If, for a moment, we suspend our scepticism regarding Hancock’s ‘Lost Civilisation’ and attempt to understand the character of the society he hypothesises, we immediately run into problems. He is apparently more keen to discuss its legacy than its nature: the pyramids, the maps, the layout of temple complexes are all incontrovertibly much later than the end of the civilisation. This means that there is no contemporary evidence he can bring to bear, other than the disputed underwater ‘sites’ such as Yonaguni or the ‘city’ in the Bay of Cambay, which have produced no archaeological material.

World-wide but only coastal

We are told that the civilisation was world-wide, yet it seems only to have occupied the coastal plains that were exposed during the late Pleistocene marine regression. It was apparently maritime, hence the production of allegedly accurate maps in the remote past, which were used as mariners’ charts. It was, in some undefined way, more ‘spiritual’ than contemporary civilisation. Its people – or at least its priests – were concerned to warn future civilisations of the terrible dangers of earth crustal displacement or, since Hancock abandoned Antarctica as the home for ‘his’ civilisation, of climate change and rising sea levels.

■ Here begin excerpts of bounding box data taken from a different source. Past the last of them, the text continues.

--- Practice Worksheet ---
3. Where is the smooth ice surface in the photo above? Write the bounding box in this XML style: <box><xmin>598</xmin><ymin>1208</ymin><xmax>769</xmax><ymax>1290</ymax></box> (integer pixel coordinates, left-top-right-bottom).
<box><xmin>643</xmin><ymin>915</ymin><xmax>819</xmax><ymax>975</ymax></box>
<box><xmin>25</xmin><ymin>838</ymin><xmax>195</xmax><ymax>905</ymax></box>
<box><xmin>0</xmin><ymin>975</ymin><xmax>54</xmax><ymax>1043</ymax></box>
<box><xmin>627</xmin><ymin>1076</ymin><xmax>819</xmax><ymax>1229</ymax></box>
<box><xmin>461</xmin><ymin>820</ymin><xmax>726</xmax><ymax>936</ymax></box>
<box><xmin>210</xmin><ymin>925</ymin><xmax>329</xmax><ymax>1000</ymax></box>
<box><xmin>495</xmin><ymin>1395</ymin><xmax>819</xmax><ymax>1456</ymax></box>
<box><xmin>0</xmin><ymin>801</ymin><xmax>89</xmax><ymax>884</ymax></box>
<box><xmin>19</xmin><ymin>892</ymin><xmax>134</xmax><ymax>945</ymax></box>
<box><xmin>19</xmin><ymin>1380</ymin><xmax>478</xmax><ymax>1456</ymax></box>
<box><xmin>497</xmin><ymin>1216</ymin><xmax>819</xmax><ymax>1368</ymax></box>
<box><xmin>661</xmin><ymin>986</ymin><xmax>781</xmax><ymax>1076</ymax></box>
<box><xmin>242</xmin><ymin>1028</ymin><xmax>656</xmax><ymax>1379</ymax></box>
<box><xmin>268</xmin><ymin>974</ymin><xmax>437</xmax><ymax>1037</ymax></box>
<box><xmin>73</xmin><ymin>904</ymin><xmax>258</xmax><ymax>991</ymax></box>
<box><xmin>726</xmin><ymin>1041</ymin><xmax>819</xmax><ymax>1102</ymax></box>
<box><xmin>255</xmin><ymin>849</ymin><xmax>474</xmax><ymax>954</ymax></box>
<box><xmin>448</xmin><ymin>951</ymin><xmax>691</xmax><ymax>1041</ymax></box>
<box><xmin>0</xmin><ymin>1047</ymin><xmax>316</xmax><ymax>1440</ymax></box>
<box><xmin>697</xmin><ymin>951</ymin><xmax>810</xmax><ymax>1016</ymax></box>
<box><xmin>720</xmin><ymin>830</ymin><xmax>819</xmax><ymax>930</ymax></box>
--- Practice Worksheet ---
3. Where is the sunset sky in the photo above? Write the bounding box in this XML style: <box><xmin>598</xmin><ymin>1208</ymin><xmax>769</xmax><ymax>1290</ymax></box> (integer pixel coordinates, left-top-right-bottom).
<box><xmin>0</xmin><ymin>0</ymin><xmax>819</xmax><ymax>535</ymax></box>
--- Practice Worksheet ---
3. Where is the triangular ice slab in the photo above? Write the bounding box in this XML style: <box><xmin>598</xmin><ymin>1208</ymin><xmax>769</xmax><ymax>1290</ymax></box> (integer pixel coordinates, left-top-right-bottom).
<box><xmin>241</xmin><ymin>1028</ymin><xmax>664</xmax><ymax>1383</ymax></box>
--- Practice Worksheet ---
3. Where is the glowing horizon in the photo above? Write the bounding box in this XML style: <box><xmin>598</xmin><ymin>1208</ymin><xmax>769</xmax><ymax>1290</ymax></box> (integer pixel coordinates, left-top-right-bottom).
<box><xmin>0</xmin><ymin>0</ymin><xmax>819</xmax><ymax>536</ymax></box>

Spiritually enlightened but vague

Although these ideas are rather appealing in a ‘lost golden age’ way, they are woolly and vague. Indeed, it is the very lack of precise characteristics that makes them so appealing, as the individual reader can impose their own interpretation of what these positive features were like. It is evident that Hancock is pushing an idea that is very like Plato’s Atlantis: a lost ideal state, although in this case, it was wiped out not as a punishment for its degeneration by the gods but as a result of natural forces beyond its control. That part of the moral fable is lost, but the rest is there. Hancock seems to be saying that if we can recapture the lost values of that civilisation – especially its spirituality – then we, too, can live in a golden age, and all those problems that trouble the modern world will become a thing of the past. In other words, he is peddling a religious, almost messianic message. It is little wonder that his readers betray all the symptoms of following a guru.

As a typical Bad Archaeologist, Hancock is unwilling to put forward testable hypotheses about the nature of the ‘lost civilisation’: he is content to assert that it existed and leave it at that. Dealing with the mundane details is not in his repertoire, as he has convinced himself that he has answered the Big Question (a question which, it must be pointed out, is entirely of his own making and not one that exercises Real Archaeologists). In other words, in our state of suspended disbelief, we have not learned anything concrete about this ‘lost civilisation’.